Malcolm finally said, "Then you know why I need your help."

"I know you think you do."

A soft hum filled the line. The glass shimmered faintly, and for a brief second, the outline of a figure appeared — seated, hands folded. No features. Just the suggestion of presence.

"Tell me," the voice continued, "what makes Eversage worth my attention?"

Malcolm took a breath. "They've done the impossible. Their moisturizer's results are near-instant. Consumers are calling it a 'miracle.' My R&D heads can't reverse-engineer it. We tried. It's like the formula doesn't follow conventional bio-chemical logic."

He paused. "I believe it's synthetic — proprietary nanotech or something similar."

"'Believe,'" the man repeated. "You don't know."

Malcolm hesitated. "No. Not yet. But whoever's funding them has access to something beyond standard market research. I've seen product performance data. This isn't luck."

The figure shifted slightly, and though the glass hid every detail, the faint pressure that followed was suffocating.

"Malcolm," the voice said softly, "you built Titan on fear. Fear of loss, fear of competition, fear of irrelevance. It served you well — until you mistook noise for innovation."

Malcolm's shoulders tensed. "With all due respect, I didn't call you for philosophy."

"Good. Because I don't offer it."

The silence after that felt heavy enough to crush words.

Finally, the voice said, "You want a way to reclaim dominance. I can give you one."

Malcolm's eyes narrowed. "I'm listening."

"Find out who truly runs Eversage. Not the faces — the spine. The one pulling the strings. You'll know when you've found them because their absence creates gravity."

Malcolm frowned. "You think there's a single person behind it?"

"I know there is."

The answer was absolute, final — like fact carved in stone.

Malcolm hesitated, then asked the question he shouldn't have. "…And what do you want in return?"

The reflection in the glass leaned forward slightly.

"When you find them," the voice said, "I want a copy of everything they have. Their formula, their blueprints, their data. Every secret."

"Why?"

"Because I've been waiting for whoever they are for a very long time."
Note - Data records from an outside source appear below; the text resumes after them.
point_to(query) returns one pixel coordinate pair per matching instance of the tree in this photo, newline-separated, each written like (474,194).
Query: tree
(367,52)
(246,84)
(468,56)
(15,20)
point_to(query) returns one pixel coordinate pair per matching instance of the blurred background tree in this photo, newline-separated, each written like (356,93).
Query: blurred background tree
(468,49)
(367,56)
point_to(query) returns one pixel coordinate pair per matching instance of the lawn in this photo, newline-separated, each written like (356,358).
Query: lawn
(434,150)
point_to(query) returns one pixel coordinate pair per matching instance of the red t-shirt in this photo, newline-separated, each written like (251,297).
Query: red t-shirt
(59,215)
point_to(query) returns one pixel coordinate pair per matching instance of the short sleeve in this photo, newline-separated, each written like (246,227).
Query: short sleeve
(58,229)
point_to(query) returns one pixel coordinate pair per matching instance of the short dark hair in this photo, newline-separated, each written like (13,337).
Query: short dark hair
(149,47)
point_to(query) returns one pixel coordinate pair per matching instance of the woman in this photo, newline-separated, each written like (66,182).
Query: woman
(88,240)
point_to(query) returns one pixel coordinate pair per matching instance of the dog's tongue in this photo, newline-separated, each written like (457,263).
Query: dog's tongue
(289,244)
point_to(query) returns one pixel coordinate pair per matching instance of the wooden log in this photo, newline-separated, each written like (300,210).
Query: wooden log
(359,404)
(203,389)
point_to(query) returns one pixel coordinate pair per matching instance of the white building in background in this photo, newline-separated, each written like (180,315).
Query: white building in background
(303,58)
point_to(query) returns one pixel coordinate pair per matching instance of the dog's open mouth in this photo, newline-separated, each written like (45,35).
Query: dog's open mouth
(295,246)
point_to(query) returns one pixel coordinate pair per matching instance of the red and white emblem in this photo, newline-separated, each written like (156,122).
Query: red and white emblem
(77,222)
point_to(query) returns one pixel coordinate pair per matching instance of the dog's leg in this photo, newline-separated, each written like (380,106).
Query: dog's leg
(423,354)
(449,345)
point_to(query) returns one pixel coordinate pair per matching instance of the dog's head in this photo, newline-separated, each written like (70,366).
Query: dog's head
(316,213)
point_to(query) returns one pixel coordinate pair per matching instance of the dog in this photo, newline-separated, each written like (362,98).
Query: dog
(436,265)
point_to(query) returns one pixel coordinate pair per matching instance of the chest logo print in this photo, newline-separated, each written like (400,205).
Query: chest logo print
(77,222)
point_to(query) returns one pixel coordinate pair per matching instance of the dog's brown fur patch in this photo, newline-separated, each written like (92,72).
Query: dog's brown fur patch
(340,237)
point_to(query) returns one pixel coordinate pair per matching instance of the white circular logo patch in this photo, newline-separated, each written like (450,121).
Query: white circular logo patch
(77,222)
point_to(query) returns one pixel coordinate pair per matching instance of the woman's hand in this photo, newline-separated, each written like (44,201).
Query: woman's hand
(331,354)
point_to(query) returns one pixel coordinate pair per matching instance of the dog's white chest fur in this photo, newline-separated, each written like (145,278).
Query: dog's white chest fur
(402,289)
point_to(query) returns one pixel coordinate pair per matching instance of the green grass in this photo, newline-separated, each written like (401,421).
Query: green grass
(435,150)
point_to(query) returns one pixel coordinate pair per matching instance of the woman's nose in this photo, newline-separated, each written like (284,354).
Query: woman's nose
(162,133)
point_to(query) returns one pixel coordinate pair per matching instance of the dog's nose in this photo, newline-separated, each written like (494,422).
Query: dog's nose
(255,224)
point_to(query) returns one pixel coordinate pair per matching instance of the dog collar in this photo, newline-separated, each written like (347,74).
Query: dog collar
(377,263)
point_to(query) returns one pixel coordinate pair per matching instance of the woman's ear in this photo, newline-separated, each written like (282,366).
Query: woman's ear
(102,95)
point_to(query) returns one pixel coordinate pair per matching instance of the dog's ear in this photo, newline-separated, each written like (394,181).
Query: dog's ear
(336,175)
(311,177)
The words sent a faint chill crawling up Malcolm's spine.

He swallowed. "And if I fail?"

The reflection tilted its head, almost curiously. "Then you'll join the rest of the market."

Malcolm's mouth went dry. "…Dead?"

"Forgotten," the voice said simply.

A soft click followed, and the screens flickered back to life. Numbers and graphs flooded back into view, but the signal was gone. The office was his again.

Malcolm stood there for a long moment, the hum of the electronics the only sound.

He finally sat down, running a hand over his face. The reflection in the glass stared back — pale, furious, haunted.